7440 Závist

Discovery
- Discovered by: M. Tichý
- Discovery site: Kleť Obs.
- Discovery date: 1 March 1995

Designations
- Named after: Oppidum Závist (Celtic oppidum)
- Alternative designations: 1995 EA · 1980 PL_{4}
- Minor planet category: main-belt · (middle)

Orbital characteristics
- Epoch 4 September 2017 (JD 2458000.5)
- Uncertainty parameter 0
- Observation arc: 35.94 yr (13,128 days)
- Aphelion: 3.0137 AU
- Perihelion: 2.1599 AU
- Semi-major axis: 2.5868 AU
- Eccentricity: 0.1650
- Orbital period (sidereal): 4.16 yr (1,520 days)
- Mean anomaly: 185.65°
- Mean motion: 0° 14^{m} 12.84^{s} / day
- Inclination: 10.967°
- Longitude of ascending node: 147.88°
- Argument of perihelion: 319.65°

Physical characteristics
- Dimensions: 5.05±0.61 km 5.07 km (calculated)
- Synodic rotation period: 7.4365±0.0023 h
- Geometric albedo: 0.20 (assumed) 0.363±0.094
- Spectral type: S
- Absolute magnitude (H): 13.4 · 13.84 · 13.2 · 13.390±0.005 (R) · 13.73±0.36

= 7440 Závist =

Asteroid

7440 Závist, provisional designation , is a stony asteroid from the middle region of the asteroid belt, approximately 5 kilometers in diameter. It was discovered on 1 March 1995, by Czech astronomer Miloš Tichý at Kleť Observatory in South Bohemia. The asteroid was named for the Celtic Oppidum Závist.
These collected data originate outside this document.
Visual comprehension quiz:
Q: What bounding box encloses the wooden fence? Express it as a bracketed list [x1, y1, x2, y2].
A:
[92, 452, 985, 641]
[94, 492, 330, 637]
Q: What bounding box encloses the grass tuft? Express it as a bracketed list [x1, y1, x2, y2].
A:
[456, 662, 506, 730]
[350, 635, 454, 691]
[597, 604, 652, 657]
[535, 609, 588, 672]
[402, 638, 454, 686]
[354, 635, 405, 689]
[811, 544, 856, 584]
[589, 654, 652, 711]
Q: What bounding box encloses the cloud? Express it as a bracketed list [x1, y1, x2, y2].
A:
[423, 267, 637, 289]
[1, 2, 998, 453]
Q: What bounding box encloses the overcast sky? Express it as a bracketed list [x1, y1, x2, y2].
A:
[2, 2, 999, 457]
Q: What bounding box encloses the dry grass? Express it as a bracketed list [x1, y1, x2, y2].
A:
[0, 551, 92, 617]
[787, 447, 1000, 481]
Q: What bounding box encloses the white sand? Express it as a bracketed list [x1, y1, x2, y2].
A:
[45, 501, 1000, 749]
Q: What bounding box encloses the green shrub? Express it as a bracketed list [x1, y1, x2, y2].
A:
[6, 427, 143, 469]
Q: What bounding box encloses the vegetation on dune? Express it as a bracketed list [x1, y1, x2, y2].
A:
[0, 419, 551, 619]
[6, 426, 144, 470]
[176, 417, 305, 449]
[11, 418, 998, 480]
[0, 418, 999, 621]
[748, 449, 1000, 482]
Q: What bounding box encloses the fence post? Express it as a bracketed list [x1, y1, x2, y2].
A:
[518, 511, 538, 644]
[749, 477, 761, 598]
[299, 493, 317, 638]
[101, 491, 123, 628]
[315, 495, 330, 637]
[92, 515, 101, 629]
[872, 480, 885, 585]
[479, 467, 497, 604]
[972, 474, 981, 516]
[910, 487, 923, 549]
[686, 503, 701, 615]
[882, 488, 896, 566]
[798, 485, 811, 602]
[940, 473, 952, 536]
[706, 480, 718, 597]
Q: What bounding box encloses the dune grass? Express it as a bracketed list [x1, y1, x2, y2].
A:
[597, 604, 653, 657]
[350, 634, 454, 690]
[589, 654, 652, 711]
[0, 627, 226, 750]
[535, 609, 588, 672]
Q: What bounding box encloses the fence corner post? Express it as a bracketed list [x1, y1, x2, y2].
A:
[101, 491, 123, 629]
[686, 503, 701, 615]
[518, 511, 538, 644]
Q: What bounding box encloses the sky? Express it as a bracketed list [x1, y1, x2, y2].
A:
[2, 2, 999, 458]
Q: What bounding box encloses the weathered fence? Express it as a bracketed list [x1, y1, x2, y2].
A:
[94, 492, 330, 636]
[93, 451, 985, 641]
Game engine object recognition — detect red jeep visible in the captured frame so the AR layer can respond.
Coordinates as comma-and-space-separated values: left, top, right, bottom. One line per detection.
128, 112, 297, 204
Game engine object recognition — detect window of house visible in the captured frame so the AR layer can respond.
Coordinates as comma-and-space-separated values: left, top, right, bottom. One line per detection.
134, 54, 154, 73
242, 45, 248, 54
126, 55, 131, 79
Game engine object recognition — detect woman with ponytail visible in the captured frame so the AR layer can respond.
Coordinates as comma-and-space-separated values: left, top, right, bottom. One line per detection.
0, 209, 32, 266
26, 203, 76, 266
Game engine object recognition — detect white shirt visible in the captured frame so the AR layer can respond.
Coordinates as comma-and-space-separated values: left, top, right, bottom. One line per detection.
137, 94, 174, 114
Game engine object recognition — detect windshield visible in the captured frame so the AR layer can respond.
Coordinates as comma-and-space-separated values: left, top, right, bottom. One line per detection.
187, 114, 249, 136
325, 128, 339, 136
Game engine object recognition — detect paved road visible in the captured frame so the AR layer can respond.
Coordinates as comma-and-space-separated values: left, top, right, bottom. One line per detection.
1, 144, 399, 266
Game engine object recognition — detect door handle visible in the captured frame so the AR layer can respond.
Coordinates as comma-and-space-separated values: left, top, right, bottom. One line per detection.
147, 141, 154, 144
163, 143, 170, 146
== Orbit and classification ==

Závist orbits the Sun in the central main-belt at a distance of 2.2–3.0 AU once every 4 years and 2 months (1,520 days). Its orbit has an eccentricity of 0.17 and an inclination of 11° with respect to the ecliptic. The first precovery was taken at Palomar Observatory in 1980, extending the asteroid's observation arc by 15 years prior to its discovery.

== Physical characteristics ==

=== Rotation period ===

A rotational lightcurve was obtained from photometric observations made at the U.S. Palomar Transient Factory in September 2010. It gave a rotation period of 7.4365±0.0023 hours with a brightness amplitude of 0.55 in magnitude (U=2).

=== Diameter and albedo ===

According to the survey carried out by NASA's Wide-field Infrared Survey Explorer with its subsequent NEOWISE mission, Závist measures 5.05 kilometers in diameter and its surface has an exceptionally high albedo of 0.363±0.094. The Collaborative Asteroid Lightcurve Link assumes a standard albedo for stony asteroids of 0.20 and calculates a nearly identical diameter of 5.07 kilometers with an absolute magnitude of 13.84.

== Naming ==

This minor planet was named for the Oppidum Závist (Oppidum Závist), a Celtic settlement south of Prague in Bohemia.

The ancient ruins are located on a hill above Vltava river (also see the minor planets 2367 Praha and 2123 Vltava). The site consists of two parts named "Hradiště" and "Šance". The settlement existed between the 6th century BC and 1st century AD, and represents part of the most outstanding remnants of known Celtic history in the Czech Republic, especially its ramparts and moats, as well as its acropolis. The official naming citation was published by the Minor Planet Center on 4 May 1999 (M.P.C. 34625).